Packaging models
This page covers retraining the IBD ensemble on the full dataset and saving it in a format the backend can load.
The deployment script
The complete workflow is implemented in example/IBD/deploy_ibd.py:
from mllabiome.production import ProductionPipeline
# --- Paths (same data used in the experiment) ---
EXPERIMENT_DIR = "results/ibd_franzosa"
ENSEMBLE_SUMMARY = "ensemble/ensemble_summary.json"
PROFILE_PATH = "example/IBD/data/FRANZOSA_IBD_2019_profiles_hierarchical.tsv"
METADATA_PATH = "example/IBD/data/metadata.tsv"

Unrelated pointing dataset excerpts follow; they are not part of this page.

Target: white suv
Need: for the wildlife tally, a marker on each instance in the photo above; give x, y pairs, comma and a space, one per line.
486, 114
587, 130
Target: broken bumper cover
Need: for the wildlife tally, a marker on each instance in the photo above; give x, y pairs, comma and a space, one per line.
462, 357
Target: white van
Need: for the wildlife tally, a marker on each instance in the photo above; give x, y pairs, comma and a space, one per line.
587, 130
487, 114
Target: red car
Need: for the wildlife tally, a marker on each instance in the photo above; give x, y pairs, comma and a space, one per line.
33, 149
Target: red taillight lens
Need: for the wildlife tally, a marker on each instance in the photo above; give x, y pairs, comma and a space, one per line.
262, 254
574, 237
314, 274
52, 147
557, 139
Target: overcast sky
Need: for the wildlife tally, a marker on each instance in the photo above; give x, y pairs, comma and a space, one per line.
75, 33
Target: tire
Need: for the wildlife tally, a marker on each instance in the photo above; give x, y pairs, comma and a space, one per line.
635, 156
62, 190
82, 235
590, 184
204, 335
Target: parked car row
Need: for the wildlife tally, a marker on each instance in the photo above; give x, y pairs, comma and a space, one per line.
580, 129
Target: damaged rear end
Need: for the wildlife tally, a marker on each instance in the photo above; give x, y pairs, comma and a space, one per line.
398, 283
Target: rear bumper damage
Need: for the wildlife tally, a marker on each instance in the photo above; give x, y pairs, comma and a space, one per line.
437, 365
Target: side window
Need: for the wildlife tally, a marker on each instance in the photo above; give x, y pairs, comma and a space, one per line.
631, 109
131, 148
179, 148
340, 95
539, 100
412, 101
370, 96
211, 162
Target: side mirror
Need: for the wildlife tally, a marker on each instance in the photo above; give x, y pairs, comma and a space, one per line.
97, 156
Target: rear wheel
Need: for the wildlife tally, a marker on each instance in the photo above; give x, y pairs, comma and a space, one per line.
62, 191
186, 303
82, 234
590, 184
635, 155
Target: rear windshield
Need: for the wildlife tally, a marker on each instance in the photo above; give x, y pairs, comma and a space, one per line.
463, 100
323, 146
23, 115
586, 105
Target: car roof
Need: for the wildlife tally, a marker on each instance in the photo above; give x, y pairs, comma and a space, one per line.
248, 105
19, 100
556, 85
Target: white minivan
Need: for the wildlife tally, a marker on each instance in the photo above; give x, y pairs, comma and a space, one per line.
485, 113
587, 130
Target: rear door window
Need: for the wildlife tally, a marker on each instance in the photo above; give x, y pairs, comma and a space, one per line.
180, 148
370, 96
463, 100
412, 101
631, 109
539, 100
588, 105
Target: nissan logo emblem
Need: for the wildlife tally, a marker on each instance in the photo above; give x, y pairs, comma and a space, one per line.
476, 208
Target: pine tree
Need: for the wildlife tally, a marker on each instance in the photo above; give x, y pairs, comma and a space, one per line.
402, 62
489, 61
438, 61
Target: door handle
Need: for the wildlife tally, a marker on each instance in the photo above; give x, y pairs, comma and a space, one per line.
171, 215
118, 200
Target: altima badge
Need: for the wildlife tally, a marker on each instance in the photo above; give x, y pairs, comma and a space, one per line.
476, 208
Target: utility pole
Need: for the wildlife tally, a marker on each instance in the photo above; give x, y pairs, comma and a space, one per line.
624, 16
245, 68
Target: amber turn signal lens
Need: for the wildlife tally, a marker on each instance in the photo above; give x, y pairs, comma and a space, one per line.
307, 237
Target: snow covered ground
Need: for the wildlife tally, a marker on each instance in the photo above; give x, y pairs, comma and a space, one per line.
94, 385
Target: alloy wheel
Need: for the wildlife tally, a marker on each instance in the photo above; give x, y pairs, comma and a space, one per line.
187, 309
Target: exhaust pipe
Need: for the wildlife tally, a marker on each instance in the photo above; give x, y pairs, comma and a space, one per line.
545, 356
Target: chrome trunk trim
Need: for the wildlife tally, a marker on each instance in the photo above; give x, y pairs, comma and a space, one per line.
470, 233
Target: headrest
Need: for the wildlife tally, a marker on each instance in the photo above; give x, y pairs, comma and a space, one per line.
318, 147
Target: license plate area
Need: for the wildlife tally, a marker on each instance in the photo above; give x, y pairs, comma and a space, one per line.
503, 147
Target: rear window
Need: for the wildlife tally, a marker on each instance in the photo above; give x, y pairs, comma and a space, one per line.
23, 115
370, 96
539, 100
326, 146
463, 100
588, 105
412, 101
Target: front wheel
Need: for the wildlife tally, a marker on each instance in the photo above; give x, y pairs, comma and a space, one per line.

# --- Load ensemble configuration ---
pipeline = ProductionPipeline(
experiment_dir=EXPERIMENT_DIR,
ensemble_summary_path=ENSEMBLE_SUMMARY,
)
# --- Retrain all ensemble members on the full dataset ---
pipeline.train_production_models(
train_data_path=PROFILE_PATH,
train_targets_path=METADATA_PATH,
sample_id_column="Sample",
target_column="Study.Group",
save_dir="app/backend/production_models/ibd_franzosa",
)
# --- Quick sanity check: predict on the training data itself ---
predictions = pipeline.predict(
test_data_path=PROFILE_PATH,
sample_id_column="Sample",
return_probabilities=True,
)
print("\nSample predictions (first 5):")
print(predictions.head())
print(f"\nTotal samples predicted: {len(predictions)}")Run it from the repository root:
python example/IBD/deploy_ibd.pyThe rest of this page walks through each part of the script in detail.
Step-by-step breakdown
Loading the ensemble configuration
ProductionPipeline reads the experiment directory and locates ensemble_summary.json. Because the IBD experiment stores it under ensemble/, the path is passed explicitly:
pipeline = ProductionPipeline(
experiment_dir="results/ibd_franzosa",
ensemble_summary_path="ensemble/ensemble_summary.json",
)The pipeline prints a confirmation:
✓ Loaded ensemble configuration:
Target: Study.Group
Method: copeland
Models: 5
Inner CV Score: 0.6853Retraining on all training data
During the experiment, each model was trained on a single CV fold. train_production_models retrains every ensemble member using all 220 samples. Each model keeps its original preprocessing (taxonomic filtering, compositional transformation, feature set):
pipeline.train_production_models(
train_data_path=PROFILE_PATH,
train_targets_path=METADATA_PATH,
sample_id_column="Sample",
target_column="Study.Group",
save_dir="app/backend/production_models/ibd_franzosa",
)Output files
After training completes, app/backend/production_models/ibd_franzosa/ contains:
ibd_franzosa/
XGBoost_n_estimators-1000.pkl
RandomForestClassifier_min_samples_leaf-5_n_estimators-1000_random_state-91.pkl
... # one .pkl per ensemble member
ensemble_config.json # aggregation strategy, model list, score
pipeline_configs.json # per-model preprocessing settingsVerifying locally
Before starting the backend, the pipeline can predict directly. The script runs the full ensemble (preprocessing, per-model prediction, Copeland aggregation) on the training data as a sanity check:
predictions = pipeline.predict(
test_data_path=PROFILE_PATH,
sample_id_column="Sample",
return_probabilities=True,
)This returns a DataFrame with one row per sample.
Loading a saved pipeline
A previously saved production directory can be reloaded without the original experiment:
loaded = ProductionPipeline.load_production("app/backend/production_models/ibd_franzosa")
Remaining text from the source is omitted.